Social media influencer pleads guilty to $1m US pandemic loan fraud
07.03.2023 - 06:57
/ msn.com
A social media influencer has pleaded guilty to fraudulently obtaining more than $1m in COVID-19 pandemic-related loans from the US government used to fund a lavish lifestyle which she flaunted on Instagram. Danielle Miller, a self-proclaimed con artist whose scams have been chronicled in a New York Magazine profile last year, appeared before a general judge in Boston by video from a prison cell to plead guilty to wire fraud and aggravated identity theft charges.
The 33-year-old also agreed to forfeit $1. 3m (£1m) as part of a plea deal with prosecutors and serve six years in prison, 16 months of which could overlap with a five-year sentence she was handed in October in a separate Florida bank fraud case.

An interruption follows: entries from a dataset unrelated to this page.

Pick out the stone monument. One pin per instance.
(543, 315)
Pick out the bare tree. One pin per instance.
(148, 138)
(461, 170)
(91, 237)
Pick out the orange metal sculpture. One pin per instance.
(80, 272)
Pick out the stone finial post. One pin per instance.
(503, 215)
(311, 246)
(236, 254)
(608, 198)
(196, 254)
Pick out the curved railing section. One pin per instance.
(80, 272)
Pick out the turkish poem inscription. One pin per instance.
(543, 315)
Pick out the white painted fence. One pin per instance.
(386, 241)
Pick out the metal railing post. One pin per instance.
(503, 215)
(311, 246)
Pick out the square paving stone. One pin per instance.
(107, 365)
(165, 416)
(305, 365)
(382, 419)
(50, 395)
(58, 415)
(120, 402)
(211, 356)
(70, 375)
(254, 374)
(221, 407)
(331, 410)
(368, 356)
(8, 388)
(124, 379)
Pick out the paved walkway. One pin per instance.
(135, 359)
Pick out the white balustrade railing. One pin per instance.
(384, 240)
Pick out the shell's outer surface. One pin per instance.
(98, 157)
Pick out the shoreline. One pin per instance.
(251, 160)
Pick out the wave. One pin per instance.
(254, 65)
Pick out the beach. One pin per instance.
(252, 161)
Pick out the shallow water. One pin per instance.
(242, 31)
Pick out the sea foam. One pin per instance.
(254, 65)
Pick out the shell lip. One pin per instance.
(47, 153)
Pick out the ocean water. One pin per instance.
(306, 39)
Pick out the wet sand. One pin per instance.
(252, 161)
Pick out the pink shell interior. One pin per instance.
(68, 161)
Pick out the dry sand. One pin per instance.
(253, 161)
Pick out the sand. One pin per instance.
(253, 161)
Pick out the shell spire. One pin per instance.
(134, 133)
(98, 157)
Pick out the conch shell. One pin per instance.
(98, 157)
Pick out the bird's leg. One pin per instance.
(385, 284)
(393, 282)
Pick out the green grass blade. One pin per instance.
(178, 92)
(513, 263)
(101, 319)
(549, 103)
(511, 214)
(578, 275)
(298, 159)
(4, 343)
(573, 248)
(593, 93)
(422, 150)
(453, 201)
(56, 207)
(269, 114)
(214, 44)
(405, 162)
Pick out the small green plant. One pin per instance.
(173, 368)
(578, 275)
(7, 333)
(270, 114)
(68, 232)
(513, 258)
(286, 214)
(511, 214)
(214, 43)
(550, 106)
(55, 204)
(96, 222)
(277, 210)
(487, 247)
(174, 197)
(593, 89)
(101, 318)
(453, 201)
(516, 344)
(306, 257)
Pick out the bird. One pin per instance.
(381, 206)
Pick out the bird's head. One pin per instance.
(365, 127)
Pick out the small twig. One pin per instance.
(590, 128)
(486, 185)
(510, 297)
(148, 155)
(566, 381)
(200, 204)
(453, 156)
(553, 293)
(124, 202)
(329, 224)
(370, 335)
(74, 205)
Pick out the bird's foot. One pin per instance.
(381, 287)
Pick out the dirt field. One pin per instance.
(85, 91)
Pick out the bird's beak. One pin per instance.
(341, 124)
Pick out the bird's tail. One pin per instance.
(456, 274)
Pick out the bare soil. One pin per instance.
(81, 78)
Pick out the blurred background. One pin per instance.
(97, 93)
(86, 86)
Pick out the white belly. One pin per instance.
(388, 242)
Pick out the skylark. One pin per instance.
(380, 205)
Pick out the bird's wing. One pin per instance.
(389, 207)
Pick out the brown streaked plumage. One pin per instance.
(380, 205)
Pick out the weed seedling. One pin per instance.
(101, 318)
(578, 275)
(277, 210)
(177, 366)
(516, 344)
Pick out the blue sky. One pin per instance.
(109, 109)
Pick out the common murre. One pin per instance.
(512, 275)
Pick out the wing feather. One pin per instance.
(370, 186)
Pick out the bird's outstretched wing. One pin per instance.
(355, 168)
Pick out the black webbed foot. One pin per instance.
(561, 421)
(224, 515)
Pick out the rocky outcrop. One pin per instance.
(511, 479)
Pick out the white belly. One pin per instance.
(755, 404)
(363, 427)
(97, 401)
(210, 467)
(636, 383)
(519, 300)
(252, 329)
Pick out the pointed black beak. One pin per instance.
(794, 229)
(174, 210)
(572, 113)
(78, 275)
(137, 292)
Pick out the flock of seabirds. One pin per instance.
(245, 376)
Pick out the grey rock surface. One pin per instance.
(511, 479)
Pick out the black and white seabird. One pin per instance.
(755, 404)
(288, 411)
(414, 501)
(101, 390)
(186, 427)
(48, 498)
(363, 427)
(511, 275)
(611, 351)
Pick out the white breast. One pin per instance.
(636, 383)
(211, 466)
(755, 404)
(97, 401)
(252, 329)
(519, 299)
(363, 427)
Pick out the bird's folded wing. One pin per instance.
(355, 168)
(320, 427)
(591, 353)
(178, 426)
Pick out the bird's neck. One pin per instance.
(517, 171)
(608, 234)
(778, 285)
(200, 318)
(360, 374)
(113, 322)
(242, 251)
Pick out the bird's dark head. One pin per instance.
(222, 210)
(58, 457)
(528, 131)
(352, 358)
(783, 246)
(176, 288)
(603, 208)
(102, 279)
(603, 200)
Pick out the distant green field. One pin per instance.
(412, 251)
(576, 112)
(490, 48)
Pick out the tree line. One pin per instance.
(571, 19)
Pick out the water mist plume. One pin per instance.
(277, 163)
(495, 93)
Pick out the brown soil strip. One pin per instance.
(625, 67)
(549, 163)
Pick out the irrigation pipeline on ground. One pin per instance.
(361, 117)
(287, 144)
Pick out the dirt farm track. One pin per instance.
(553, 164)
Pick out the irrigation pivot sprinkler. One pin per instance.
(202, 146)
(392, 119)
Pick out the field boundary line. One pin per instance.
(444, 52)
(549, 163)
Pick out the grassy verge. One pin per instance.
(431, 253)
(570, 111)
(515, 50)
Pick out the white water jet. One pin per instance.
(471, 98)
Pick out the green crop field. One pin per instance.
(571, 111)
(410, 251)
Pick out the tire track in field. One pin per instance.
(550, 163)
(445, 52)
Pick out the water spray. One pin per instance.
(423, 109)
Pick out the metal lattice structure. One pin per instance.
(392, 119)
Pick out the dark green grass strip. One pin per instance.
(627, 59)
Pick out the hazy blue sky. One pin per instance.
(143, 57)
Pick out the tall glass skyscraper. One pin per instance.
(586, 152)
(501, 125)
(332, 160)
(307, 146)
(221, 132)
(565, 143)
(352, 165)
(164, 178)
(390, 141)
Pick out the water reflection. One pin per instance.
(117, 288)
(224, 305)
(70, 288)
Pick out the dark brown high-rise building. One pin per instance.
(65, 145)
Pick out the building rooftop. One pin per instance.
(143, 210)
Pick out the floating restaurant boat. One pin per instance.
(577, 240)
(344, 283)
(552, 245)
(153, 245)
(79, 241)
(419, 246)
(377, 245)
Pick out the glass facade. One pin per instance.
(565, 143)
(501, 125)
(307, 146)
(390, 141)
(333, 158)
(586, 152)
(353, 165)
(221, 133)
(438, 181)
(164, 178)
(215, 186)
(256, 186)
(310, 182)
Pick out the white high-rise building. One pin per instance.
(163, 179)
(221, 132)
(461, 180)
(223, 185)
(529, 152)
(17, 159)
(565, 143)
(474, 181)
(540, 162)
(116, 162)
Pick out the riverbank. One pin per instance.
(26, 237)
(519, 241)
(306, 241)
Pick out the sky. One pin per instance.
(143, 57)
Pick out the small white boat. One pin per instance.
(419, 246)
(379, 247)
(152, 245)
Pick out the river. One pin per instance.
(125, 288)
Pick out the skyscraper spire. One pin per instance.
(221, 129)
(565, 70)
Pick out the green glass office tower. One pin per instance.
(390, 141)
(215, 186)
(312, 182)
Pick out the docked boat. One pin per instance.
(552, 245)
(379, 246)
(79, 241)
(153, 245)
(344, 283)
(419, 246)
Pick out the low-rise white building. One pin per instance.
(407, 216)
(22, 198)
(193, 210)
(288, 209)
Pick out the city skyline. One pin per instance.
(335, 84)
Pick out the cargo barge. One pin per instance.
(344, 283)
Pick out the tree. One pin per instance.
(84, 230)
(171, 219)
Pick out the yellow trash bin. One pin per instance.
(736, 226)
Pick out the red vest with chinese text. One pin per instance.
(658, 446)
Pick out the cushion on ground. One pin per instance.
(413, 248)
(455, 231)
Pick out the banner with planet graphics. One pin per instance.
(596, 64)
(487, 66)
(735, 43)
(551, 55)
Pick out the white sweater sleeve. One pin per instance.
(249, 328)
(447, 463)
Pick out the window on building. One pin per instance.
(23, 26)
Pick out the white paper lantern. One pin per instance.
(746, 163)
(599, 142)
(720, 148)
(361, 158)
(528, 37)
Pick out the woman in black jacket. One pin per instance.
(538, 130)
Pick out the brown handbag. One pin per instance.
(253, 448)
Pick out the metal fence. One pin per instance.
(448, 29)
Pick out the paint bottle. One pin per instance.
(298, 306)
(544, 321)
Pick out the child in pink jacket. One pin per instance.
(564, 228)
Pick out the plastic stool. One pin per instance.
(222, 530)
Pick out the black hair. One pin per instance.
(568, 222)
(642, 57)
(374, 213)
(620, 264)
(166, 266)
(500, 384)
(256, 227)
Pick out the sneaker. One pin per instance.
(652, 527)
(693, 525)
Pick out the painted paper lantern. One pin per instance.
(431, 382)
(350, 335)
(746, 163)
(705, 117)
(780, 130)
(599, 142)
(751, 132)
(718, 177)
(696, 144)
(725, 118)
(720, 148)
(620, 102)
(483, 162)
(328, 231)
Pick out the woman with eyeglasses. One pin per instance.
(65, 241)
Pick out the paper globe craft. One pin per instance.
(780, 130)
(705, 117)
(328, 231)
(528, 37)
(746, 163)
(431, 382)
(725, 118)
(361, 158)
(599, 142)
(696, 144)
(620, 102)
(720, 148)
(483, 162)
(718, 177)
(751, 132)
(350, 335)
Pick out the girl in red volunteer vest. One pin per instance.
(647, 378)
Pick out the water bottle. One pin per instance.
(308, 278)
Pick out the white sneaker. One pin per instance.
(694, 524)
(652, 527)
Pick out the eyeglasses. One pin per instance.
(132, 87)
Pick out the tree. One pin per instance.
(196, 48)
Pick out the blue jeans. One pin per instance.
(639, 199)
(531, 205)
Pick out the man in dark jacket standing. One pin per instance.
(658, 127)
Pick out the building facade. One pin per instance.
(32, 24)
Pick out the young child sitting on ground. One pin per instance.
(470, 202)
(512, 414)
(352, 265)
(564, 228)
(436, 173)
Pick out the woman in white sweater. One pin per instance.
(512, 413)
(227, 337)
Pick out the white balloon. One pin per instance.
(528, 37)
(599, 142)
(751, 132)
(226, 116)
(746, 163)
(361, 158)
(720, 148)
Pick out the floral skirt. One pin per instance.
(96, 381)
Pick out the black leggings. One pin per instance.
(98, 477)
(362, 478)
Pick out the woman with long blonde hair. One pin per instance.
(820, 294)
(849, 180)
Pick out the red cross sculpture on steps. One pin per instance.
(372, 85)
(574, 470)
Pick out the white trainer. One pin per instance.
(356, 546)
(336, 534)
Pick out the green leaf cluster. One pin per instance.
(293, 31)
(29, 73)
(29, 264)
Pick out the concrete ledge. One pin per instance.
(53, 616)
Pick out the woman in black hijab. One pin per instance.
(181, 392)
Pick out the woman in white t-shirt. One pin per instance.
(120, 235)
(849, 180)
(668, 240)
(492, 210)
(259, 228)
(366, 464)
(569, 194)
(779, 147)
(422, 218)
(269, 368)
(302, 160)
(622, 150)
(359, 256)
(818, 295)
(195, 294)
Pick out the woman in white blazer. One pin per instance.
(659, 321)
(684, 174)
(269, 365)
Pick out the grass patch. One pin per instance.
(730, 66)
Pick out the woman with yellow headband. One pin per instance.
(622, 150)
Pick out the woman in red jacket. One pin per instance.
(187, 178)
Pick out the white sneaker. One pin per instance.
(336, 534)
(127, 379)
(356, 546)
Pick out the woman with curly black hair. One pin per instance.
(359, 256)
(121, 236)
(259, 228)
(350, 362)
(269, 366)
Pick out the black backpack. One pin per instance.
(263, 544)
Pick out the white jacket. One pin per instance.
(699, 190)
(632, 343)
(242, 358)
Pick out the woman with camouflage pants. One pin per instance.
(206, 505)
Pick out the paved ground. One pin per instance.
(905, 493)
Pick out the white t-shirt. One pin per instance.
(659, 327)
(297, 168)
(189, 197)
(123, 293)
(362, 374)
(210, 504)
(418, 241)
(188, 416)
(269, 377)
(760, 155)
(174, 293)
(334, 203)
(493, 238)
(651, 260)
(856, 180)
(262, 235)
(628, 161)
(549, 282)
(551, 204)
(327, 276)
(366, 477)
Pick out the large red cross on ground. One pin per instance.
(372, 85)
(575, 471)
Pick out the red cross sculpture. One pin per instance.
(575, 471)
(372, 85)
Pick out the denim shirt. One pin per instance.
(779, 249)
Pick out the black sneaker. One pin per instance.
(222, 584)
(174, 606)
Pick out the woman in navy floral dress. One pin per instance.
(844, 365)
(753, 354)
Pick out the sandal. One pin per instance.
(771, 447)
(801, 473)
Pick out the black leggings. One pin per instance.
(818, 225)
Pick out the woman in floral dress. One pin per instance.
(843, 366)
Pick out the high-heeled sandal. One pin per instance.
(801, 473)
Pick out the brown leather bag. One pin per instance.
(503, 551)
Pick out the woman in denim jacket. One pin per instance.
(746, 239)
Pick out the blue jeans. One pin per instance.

Miller has been accused by prosecutors of using the identities of more than 10 people to fraudulently set up bank accounts and obtain more than $1m (£831,450) in pandemic-related loans intended for small businesses. She is said to have spent the money on travel and luxury items including a Rolex, a Louis Vuitton bag and Dior shoes, as well as posting photos on Instagram of herself at opulent hotels in California where she used a bank account in the name of one of her victims.
Miller, originally from New York, is the daughter of a former New York State Bar Association president and was also a student at the prestigious Horace Mann School. She was already facing charges in a separate Florida state court fraud case when she was arrested in May 2021 at a luxury apartment in Miami, which she had moved into during the pandemic.